There was jubilation in Tahrir Square, where young Egyptians felt their moment had finally come to create a fairer society. In reality, it was only the beginning of a fresh period of upheaval and uncertainty.
“There is no doubt that Jan. 25 is an important chapter in Egypt’s modern history, regardless of its results or the security and political turmoil that occurred after it in Egypt,” said Menawy.
“I think all parties are responsible for what happened. Everyone made mistakes. But it was a cornerstone of change in political life in Egypt. I think that we are still in the reform phase and there is no doubt that it will continue for a long time, because change is difficult.”
The dreams hatched in Tahrir Square were not fulfilled by Mubarak’s exit. Instead, the country was rocked by new economic calamities and the rise to power of Mohamed Morsi — a leading figure of the now-outlawed Muslim Brotherhood.
“I think that Jan. 25 has not achieved any successes other than throwing a stone into the stagnant political life,” Menawy said.
“Among the failures is also the deterioration of the Egyptian economy after stability. The events also created a state of extreme violence in society, whether physical violence or even at the level of ideas.”
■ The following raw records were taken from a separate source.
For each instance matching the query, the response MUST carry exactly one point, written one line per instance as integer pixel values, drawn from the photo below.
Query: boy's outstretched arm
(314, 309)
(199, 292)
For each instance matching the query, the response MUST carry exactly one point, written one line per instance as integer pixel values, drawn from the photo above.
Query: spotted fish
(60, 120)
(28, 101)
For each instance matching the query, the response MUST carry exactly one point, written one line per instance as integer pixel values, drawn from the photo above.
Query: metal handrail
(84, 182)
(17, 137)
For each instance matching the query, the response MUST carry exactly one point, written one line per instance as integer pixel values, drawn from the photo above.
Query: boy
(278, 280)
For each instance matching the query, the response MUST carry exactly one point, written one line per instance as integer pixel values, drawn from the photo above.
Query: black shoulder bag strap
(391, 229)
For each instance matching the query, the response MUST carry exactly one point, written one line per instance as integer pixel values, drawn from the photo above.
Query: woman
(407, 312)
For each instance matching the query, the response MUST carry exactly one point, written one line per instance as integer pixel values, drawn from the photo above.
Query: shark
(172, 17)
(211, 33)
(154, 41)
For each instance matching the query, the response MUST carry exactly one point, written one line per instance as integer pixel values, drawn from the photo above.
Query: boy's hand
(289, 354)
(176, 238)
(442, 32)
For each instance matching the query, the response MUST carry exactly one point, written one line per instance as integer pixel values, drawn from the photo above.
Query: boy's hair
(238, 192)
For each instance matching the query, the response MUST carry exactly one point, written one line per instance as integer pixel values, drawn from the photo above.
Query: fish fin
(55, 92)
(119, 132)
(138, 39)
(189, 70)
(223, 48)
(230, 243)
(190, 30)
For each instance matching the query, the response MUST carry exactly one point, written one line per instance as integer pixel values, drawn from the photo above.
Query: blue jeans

Libya, Syria and Yemen were also swept up in the tumult of the Arab Spring. But rather than emerging as renewed forces, these nations were thrown into a decade of civil wars, the outcomes of which remain undecided.
Tunisia, meanwhile, is “trying to rearrange society through elections,” Menawy said. “Only Egypt corrected its path with the June 30 revolution.”
The “second Egyptian revolution” came in 2013, a year after Morsi’s inauguration. The resumption of street protests that summer saw Morsi forced from power and his Muslim Brotherhood designated as a terrorist organization.
The following year, Morsi’s defense minister, Abdel Fattah El-Sisi, won the presidential election and was sworn into office.
Contemplating why the Egyptian revolution took the path that it did, Menawy says the country is fortunate to have a strong sense of national identity and solid institutions.
“Egypt is a big country. It has its roots in the history of human civilization. It has a diverse, yet harmonious society,” he said. “Egypt also has a strong and united national army, which may not be found in other countries that are full of sectarian, ethnic and tribal conflicts.”
As Egypt looks ahead to the coming decade, Menawy hopes the process of political, social and economic reform will continue in order to reflect the country’s competing visions of the future.
In his view, the most important lesson to take away from the Jan. 25 revolution is that “the majority of Egyptians love their country dearly, but everyone loves it in a different way.”